Hujan deras mengguyur kota Malang sore itu. Rintik-rintik air menghantam jendela kamarku, menciptakan simfoni alam yang sendu. Di luar sana, hiruk pikuk kota seolah teredam, menyisakan kesunyian yang mencekam. Aku, Laras, duduk termenung di meja belajar, menatap kosong buku-buku tebal di hadapanku.
Bukan ini yang kuinginkan. Sejak kecil, aku bermimpi menjadi seorang pelukis, mengekspresikan segala emosi dan imajinasiku lewat goresan warna di atas kanvas.
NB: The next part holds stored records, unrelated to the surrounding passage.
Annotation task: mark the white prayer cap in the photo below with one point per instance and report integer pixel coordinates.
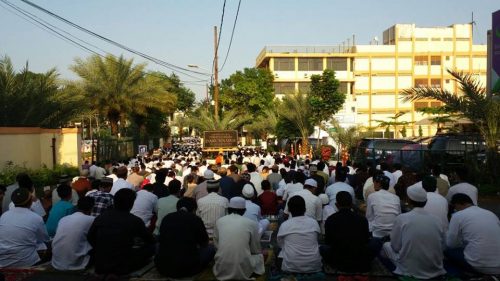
(416, 193)
(237, 203)
(324, 199)
(311, 182)
(208, 174)
(247, 191)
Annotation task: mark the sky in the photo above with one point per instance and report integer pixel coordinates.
(181, 32)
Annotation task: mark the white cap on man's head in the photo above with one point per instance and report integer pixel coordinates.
(416, 193)
(248, 191)
(237, 203)
(311, 182)
(208, 174)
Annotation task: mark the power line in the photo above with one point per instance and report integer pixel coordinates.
(232, 34)
(148, 57)
(40, 23)
(47, 28)
(220, 32)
Aku membayangkan diriku menggelar pameran tunggal di gedung kesenian kota Malang, memamerkan karya-karyaku pada dunia, dan orang-orang berdecak kagum akan keindahannya.
Namun, kenyataan berkata lain. Aku terlahir di keluarga sederhana. Ayahku seorang guru SD, dan ibuku membuka warung kecil di depan rumah. Mereka bekerja keras demi menyekolahkan aku dan adikku. Kuliah di jurusan seni? Itu hanyalah mimpi di siang bolong.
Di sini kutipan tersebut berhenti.